Dirk Naber, Bosch-Entwickler für Dieselantriebe, sieht in strengeren Abgasvorschriften auch einen Beitrag zur Wettbewerbsfähigkeit der Autohersteller. Foto: LICHTGUT/Max Kovalenko

In der Autoindustrie gibt es große Skepsis gegenüber der geplanten Verschärfung der EU-Abgasvorschriften. Nach Ansicht von Bosch sind strengere Regeln aber auch im Interesse der Hersteller.

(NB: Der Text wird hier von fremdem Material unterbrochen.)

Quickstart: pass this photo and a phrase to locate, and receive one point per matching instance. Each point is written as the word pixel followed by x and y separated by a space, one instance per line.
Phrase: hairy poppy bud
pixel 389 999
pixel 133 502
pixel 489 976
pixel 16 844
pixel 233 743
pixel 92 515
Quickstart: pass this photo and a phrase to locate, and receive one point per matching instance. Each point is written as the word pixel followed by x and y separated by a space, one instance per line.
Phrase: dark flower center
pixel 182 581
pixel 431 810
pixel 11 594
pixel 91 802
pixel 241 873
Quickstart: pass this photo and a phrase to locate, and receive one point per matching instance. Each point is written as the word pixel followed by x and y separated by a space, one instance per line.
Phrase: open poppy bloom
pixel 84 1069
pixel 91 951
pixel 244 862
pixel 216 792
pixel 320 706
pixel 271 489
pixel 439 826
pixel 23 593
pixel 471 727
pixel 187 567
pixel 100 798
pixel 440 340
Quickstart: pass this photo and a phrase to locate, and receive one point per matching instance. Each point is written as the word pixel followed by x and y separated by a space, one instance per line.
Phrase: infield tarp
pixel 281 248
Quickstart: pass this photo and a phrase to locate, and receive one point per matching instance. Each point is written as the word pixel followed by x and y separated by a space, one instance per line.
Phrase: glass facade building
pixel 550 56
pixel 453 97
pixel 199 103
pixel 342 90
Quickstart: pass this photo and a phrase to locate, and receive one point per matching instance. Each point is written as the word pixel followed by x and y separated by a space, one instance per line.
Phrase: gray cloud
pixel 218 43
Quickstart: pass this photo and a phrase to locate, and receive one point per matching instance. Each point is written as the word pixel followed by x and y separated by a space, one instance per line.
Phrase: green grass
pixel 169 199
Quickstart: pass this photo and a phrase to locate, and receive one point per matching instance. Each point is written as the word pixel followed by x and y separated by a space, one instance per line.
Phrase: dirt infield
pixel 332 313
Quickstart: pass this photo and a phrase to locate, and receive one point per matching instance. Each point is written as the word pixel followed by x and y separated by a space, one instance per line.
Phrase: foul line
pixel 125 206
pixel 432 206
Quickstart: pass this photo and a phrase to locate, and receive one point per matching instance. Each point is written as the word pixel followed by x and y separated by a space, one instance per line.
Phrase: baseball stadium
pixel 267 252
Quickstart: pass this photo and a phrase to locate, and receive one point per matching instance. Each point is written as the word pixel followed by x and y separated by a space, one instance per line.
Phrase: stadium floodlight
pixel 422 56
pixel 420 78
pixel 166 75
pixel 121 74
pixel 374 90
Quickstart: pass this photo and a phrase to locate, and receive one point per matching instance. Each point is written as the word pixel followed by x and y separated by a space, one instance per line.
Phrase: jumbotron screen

Der Stuttgarter Bosch-Konzern warnt die Autohersteller davor, sich angesichts der geplanten Verschärfung der EU-Abgasvorschriften durch die Norm Euro 7 vorzeitig aus der Verbrennertechnologie zurückzuziehen. „Wenn es zu wenige Euro-7-Fahrzeuge in der Flotte gibt, besteht keine Chance, strengere Vorgaben zur Luftqualität einzuhalten, wie sie in der EU zu erwarten sind“, sagte Dirk Naber, Bosch-Entwickler für Dieselantriebe, unserer Zeitung. „Werden die Luftqualitätsvorgaben nicht eingehalten, drohen erneut Fahrverbote.“

 

Auch in Baden-Württemberg sei erneut mit Fahrverboten zu rechnen, wenn es in der EU zu der diskutierten Halbierung der Grenzwerte für Stickoxide und Feinstaub ab 2030 komme. Derzeit liefen Studien, die darauf hindeuteten, dass im Land an sehr vielen Stellen ein halbierter Grenzwert für Stickoxide ohne Euro 7 nicht sicher eingehalten werden könne. Mit ausreichend Euro-7-Fahrzeugen sei er dagegen zumindest annähernd erreichbar.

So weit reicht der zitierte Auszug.